A wide-ranging partnership
Furnishings are defined as all the works and objects of an outstanding nature in churches, chapels, public or private buildings… From 2009 to 2011, Saint-Omer town council, had the first digital inventory of its furnishings carried out. In order to do so it received the support of the Direction régionale des affaires culturelles, the Pas-de-Calais General Council and the technical help of the Nord-Pas-de-Calais Regional Council as such help is part of its remit.
A partnership with the Heritage Multimedia Centre was also forged. This inventory had several goals It helps improve the protection and conservation of the objects, knowledge about them and therefore also their future restoration and enhancement.
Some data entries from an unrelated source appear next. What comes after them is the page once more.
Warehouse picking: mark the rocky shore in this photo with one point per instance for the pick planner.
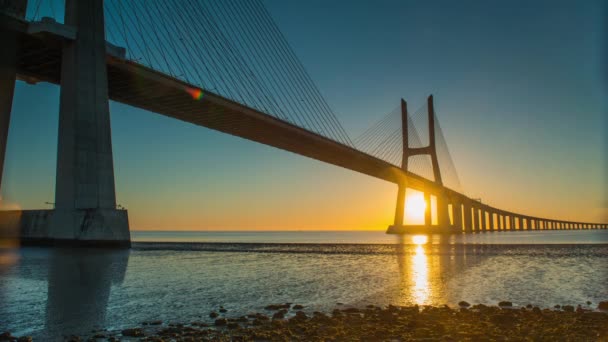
(287, 322)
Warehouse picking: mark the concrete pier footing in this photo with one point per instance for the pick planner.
(84, 227)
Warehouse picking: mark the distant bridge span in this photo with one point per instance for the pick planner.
(42, 51)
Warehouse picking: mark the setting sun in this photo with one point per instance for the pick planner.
(415, 208)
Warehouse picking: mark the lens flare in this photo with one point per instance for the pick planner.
(196, 94)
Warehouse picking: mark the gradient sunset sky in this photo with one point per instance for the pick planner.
(520, 91)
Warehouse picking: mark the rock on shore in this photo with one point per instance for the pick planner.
(476, 323)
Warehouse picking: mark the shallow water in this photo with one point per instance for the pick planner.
(51, 292)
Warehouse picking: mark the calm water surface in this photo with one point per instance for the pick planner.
(181, 277)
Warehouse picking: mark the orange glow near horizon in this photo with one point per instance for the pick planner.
(415, 208)
(420, 239)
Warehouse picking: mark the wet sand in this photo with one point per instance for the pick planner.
(286, 322)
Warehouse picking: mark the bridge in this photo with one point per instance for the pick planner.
(223, 65)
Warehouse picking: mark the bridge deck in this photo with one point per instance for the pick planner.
(139, 86)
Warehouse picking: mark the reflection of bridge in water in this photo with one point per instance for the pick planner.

Precise specifications were drawn up and a precise working method was put in place with all the partners and the chosen service provider.
Precise working method
The inventory was conducted by Decrock, a consultancy specialising in culture.
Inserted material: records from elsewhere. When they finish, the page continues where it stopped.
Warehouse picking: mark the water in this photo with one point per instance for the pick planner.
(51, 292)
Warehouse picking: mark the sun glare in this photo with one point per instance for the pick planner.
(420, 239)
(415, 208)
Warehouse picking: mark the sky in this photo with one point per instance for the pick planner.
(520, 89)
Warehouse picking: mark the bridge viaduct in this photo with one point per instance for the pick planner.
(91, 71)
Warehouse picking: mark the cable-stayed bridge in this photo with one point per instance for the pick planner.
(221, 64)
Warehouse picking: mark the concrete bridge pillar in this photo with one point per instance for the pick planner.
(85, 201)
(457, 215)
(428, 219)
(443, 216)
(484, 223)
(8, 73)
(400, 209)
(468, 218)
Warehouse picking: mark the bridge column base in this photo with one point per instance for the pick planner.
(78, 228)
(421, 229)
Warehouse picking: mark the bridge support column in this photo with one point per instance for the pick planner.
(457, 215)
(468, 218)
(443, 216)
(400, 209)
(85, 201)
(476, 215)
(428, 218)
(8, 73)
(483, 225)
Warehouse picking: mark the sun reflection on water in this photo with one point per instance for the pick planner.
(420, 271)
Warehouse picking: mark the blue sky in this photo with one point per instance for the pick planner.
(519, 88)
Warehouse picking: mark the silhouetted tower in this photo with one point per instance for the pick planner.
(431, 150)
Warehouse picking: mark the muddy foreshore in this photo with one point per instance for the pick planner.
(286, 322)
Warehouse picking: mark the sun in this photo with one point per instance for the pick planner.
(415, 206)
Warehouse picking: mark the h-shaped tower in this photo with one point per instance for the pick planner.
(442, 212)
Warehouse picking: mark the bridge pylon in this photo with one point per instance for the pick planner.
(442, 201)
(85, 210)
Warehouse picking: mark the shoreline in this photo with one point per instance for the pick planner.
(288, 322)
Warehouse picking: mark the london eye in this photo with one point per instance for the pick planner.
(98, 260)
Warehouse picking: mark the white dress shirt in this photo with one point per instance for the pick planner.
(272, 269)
Five people worked on it for several months. Research on these objects was undertaken in the main archives. Afterwards, 24 sites were visited, located in Saint-Omer as well as Longuenesse and Helfaut. These establishments were all previously situated in Saint-Omer before being relocated such as the prison, a secondary school/sixth-form college and the hospital. Among the items discovered, the ones of particular interest were the subject of a computerised inventory record and digital photos. In total the best part of 1,400 objects were included in the inventory and the database contains in excess of 7,000 images made up of these photos and old images taken from the archives. A series of records was also prepared for the monuments visited for which none existed.
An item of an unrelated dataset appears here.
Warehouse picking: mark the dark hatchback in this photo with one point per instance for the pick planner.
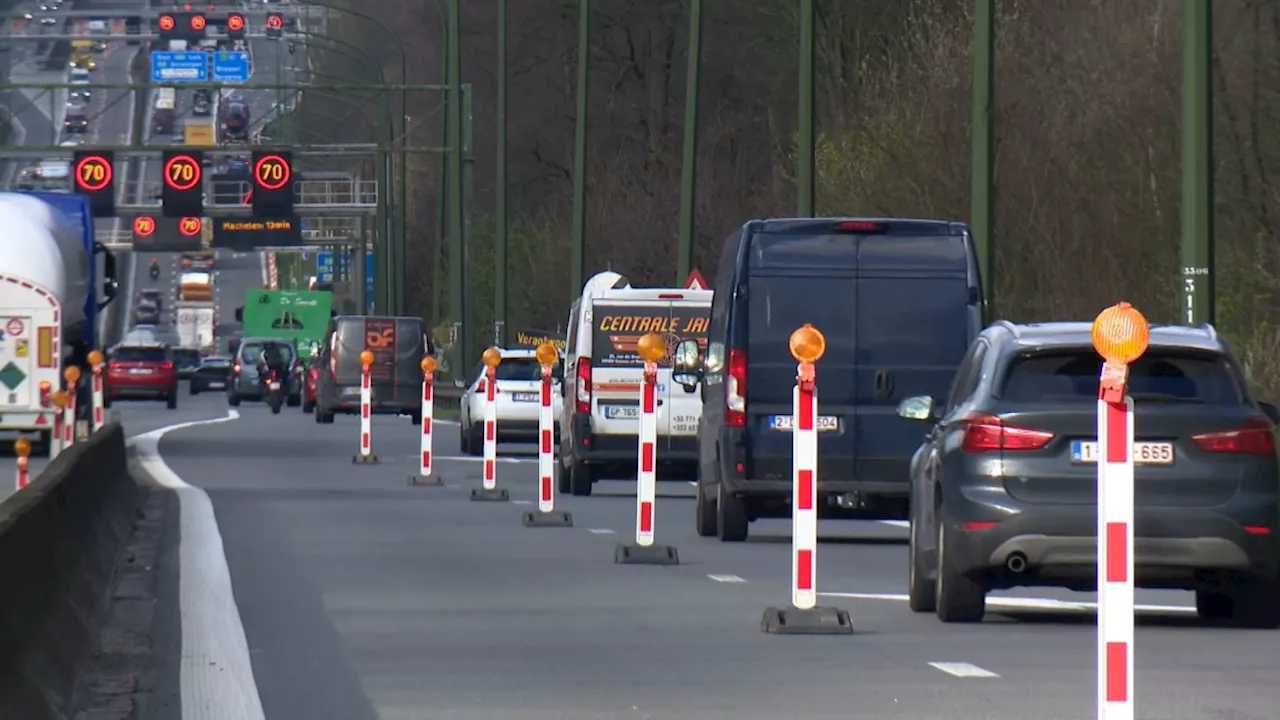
(1004, 488)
There are different types of objects. The main furnishings represented are sculptures, objects made by woodworkers, stonemasonry, smelting and ironwork, silversmiths, fabrics, paintings and stained-glass windows. 43% of the furnishings were already protected as listed items. The breakdown varies considerably from site to site: 41% in the cathedral, 15% in Saint-Denis Church, 7% in Saint-Sépulcre Church, 6% in the Church of the Immaculate Conception and 5% at Helfaut Hospital. It also varies from one period of history to another: More than two-thirds of the objects date back to the contemporary era and, above all, the 19th century, while over a quarter are from the modern era i.e. from the 16th to the 18th century and 6% from the Middle Ages. The records have been forwarded to Palissy, the French furnishing heritage database.